JOHANNA MOTTERAM, Ph.D.
British Council, U.K.

Dr Johanna Motteram is an experienced English language teacher and an English language assessment specialist based in Singapore. She collaborates with British Council colleagues in the region to deliver evidence-based programs to support English language learning and test preparation and provides advice on assessment related problems to schools and other stakeholders. Her research interests include the assessment of writing, the impact of high-stakes English language testing and effective instruction of Halliday’s Interpersonal Metafunction.

 

Presentation Title:

Human Language in an Age of Disruption: Nurturing Critical Skills for a Dynamic Labour Market

 Abstract:

When considering the disruption the 4th Industrial Revolution has brought and may bring to our work lives in the future, it is important to emphasize the fundamental qualitative difference between humans and computers.
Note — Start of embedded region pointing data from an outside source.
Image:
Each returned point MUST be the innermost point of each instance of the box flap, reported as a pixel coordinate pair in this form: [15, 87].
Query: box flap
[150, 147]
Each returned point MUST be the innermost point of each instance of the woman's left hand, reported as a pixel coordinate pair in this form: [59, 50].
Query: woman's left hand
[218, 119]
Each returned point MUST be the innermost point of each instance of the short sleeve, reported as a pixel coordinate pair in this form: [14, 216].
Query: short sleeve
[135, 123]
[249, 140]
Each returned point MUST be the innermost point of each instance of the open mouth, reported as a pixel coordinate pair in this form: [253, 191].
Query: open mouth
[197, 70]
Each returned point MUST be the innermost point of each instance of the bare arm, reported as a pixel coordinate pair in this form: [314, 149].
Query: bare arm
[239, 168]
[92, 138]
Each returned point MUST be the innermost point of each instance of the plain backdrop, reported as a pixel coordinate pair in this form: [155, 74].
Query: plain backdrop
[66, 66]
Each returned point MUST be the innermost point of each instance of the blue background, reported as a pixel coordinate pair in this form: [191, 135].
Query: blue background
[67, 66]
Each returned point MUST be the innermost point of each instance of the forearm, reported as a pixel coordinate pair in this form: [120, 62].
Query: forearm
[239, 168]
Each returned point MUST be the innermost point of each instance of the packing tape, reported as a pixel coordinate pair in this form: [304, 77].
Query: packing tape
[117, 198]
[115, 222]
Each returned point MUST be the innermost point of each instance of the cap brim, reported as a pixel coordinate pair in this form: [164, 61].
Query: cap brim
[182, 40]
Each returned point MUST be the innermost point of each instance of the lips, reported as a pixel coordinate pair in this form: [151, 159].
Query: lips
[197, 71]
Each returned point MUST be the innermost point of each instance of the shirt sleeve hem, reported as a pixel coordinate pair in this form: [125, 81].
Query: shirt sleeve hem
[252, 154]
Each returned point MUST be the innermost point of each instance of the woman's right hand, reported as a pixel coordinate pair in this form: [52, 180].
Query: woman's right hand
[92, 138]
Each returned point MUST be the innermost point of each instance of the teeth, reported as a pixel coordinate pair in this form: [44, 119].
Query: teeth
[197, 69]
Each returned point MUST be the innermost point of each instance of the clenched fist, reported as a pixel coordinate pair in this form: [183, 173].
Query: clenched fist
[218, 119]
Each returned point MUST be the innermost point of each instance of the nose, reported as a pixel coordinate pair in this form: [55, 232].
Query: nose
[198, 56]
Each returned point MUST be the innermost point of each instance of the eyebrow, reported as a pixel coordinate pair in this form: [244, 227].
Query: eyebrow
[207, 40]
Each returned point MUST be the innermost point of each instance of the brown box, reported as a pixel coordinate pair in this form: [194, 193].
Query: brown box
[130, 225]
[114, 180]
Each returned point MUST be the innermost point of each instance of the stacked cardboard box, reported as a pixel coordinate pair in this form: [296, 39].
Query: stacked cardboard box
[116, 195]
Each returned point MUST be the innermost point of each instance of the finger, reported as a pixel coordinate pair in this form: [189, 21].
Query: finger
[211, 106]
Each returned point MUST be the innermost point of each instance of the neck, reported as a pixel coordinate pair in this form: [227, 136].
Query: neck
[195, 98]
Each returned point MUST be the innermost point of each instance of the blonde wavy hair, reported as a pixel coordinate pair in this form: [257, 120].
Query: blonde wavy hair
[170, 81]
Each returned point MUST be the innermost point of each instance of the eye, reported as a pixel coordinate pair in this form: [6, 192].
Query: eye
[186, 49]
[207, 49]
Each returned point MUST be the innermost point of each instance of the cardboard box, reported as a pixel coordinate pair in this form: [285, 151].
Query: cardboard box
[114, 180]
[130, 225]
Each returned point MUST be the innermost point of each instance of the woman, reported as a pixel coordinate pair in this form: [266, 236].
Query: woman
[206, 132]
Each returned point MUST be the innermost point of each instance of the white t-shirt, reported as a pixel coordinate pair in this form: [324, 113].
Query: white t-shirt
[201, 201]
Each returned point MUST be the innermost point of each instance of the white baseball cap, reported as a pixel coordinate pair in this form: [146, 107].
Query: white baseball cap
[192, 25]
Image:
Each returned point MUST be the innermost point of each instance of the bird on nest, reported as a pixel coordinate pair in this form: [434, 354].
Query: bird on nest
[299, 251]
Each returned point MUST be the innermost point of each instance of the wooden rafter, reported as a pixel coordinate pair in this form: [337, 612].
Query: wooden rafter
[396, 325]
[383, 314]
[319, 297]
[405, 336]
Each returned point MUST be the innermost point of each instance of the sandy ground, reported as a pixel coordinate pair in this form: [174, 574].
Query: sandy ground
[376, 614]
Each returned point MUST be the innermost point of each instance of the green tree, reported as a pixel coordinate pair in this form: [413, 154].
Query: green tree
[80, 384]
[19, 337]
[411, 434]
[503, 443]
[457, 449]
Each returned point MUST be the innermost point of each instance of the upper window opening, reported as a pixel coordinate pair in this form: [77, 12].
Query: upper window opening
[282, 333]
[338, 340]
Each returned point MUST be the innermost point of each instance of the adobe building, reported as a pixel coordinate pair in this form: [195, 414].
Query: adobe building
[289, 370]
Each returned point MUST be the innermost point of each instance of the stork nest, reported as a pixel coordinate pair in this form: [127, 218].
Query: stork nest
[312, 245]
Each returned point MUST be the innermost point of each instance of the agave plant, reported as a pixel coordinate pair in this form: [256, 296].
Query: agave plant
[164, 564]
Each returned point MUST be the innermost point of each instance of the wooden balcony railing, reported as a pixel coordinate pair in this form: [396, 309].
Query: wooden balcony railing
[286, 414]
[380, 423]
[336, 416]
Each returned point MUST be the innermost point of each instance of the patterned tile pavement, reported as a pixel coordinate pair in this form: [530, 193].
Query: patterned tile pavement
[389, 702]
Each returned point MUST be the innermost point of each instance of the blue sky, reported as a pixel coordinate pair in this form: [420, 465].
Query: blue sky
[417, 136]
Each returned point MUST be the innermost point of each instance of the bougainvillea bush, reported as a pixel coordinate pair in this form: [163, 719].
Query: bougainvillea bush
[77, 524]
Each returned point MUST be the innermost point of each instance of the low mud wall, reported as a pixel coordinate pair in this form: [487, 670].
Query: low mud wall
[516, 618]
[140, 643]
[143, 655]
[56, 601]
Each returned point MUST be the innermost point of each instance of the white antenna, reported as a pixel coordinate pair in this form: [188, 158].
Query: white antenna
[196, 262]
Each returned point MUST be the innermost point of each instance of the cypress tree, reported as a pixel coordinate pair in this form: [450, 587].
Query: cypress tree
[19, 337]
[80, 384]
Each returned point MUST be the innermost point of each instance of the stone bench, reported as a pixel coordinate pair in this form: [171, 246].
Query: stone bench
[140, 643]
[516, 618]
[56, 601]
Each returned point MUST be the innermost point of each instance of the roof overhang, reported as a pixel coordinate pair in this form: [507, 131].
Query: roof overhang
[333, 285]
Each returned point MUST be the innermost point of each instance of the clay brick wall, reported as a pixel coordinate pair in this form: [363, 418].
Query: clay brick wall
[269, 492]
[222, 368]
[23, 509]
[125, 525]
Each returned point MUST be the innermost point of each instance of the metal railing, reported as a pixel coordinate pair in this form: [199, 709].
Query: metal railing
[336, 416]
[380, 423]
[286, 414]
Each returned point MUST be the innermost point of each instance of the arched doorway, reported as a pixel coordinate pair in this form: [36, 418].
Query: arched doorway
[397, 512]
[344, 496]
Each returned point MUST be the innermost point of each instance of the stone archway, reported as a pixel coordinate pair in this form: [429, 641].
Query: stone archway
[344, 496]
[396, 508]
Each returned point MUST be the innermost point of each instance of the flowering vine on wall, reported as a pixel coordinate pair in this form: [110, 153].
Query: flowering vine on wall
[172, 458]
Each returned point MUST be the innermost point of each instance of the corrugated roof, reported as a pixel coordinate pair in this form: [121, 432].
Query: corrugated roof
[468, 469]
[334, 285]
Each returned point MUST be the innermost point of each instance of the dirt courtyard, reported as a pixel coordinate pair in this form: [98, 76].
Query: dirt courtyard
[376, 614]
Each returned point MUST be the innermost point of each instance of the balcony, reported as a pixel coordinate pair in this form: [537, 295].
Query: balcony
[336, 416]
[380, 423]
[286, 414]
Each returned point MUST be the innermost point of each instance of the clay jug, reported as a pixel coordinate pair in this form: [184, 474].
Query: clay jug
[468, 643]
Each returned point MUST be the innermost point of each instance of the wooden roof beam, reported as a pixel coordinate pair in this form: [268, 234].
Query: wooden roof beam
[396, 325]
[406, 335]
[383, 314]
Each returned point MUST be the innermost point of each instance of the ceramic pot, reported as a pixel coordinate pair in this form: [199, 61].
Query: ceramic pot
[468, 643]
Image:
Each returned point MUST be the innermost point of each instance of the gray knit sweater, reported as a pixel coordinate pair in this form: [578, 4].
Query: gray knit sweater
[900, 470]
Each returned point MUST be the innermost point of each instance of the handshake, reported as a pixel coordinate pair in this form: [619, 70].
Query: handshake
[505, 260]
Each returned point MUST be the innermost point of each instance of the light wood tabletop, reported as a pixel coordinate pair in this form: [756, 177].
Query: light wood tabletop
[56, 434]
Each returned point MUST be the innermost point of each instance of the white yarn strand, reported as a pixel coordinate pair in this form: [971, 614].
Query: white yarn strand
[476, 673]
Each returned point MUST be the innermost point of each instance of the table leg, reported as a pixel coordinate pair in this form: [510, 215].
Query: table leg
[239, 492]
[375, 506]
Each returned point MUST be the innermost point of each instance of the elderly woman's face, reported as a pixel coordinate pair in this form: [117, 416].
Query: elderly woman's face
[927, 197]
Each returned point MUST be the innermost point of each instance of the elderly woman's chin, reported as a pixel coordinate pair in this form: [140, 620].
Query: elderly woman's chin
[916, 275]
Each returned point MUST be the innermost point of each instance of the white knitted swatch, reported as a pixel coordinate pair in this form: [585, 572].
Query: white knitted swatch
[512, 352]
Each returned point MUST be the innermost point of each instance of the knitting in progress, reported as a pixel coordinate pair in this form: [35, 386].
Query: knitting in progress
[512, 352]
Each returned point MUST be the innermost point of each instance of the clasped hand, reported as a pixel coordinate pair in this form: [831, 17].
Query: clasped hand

Humans can be thought of as social meaning making machines (Halliday, 1978), while computers are in essence counting machines. The ramifications of this distinction are profound, particularly for our practice as English language teachers. As we face a future where machine translation and artificial intelligence will change our contexts of language use, ensuring that we support our learners to develop human language skills has never been more important than it is now. This paper explores the essential distinction between social meaning making and counting within the context of ongoing challenges in the field of ELT. First, validity questions related to the limitations of current generation automated essay scoring systems (Deane, 2013) are discussed. These validity concerns are then recontextualized within the discussion of the importance of teaching human language skills in our ESL classrooms. Approaches to explicit instruction of skills for management of interpersonal relationships through language choice are then addressed. Throughout the paper, a framework (Poynton, 1985) for making interpersonal language choices visible for teachers and learners is introduced and developed (Motteram, 2016).